The Spatial Pattern and Scale of Variation in Eucalyptus globulus ssp Globulus: Variation in Seedling Abnormalities and Early Growth

Variation in seedling abnormalities and 2- and 4-year growth were studied in a trial in north-westem Tasmania established from 594 open-pollinated families from throughout the geographical range of Eucalyptus globulus Labill. ssp, globulus and populations intergrading with other subspecies. Most (77-80%) of the total (phenotypic) variation in growth traits occurred within families. The genetic variation between families within localities (within c. 10 krn; 13-15% of the total variation), between localities within regions (within c. 100-150 km; c: 4%) and between regions (3-8%) was generally highly significant. However, regional and locality components together accounted for only a small proportion of the total phenotypic variation.
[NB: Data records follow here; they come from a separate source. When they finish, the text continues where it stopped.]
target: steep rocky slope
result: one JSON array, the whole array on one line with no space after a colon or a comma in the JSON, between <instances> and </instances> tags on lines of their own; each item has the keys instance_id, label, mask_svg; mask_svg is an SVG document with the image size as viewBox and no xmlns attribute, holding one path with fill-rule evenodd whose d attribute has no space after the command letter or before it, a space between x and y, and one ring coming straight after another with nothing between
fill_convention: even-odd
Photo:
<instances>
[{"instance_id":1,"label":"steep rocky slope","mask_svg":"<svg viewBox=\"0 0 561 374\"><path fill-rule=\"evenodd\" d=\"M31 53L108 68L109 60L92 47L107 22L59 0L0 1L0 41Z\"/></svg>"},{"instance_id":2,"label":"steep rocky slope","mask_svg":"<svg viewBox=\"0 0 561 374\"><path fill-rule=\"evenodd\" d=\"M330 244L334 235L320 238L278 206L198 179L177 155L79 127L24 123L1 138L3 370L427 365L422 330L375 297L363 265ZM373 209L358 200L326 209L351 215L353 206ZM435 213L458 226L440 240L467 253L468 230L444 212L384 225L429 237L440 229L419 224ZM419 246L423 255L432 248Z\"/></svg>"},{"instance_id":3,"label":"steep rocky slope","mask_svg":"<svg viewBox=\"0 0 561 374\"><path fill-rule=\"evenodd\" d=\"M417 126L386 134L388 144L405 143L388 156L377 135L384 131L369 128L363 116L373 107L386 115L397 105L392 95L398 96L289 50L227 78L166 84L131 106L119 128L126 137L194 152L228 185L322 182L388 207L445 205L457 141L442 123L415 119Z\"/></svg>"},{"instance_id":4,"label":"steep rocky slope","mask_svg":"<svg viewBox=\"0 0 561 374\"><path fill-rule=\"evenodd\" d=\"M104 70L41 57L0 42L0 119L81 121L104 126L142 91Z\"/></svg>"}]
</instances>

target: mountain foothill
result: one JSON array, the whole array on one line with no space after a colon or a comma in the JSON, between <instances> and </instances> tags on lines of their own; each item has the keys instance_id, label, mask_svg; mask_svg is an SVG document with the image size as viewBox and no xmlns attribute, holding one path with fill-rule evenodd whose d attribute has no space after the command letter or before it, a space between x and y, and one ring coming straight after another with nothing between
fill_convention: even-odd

Little differentiation was detected between separate sampling sites within localities. Estimates of individual narrow-sense heritabilities were markedly higher than previous reports and were 0.38 for conic volume and 0.41 for height at 4 years, assuming a coefficient of relatedness of 0.4 amongst open-pollinated sibs. On average, progenies from the Otway Ranges region were the fastest growing at the test site, followed by those from King Island. Parent trees with high breeding values were concentrated in the Otway Ranges, Strzelecki Ranges and far southeastem Tasmania with the Bass Strait island localities having intermediate frequencies. Forest fragmentation through clearing for agriculture appears to have had a deleterious effect on the quantitative genetic structure of intergrade populations consistent with high levels of inbreeding. Remnant populations tended to have higher levels of severely abnormal seedlings, higher mortality and poorer growth, and higher heritability estimates and variability both within and between families. Advanced generation hybridisation and inbreeding due to long periods of isolation in small, relict populations may also have had similar effects. Populations sampled are, therefore, likely to have markedly different levels of inbreeding which may have inflated differences between localities and may have important consequences for the exploitation of this material for breeding.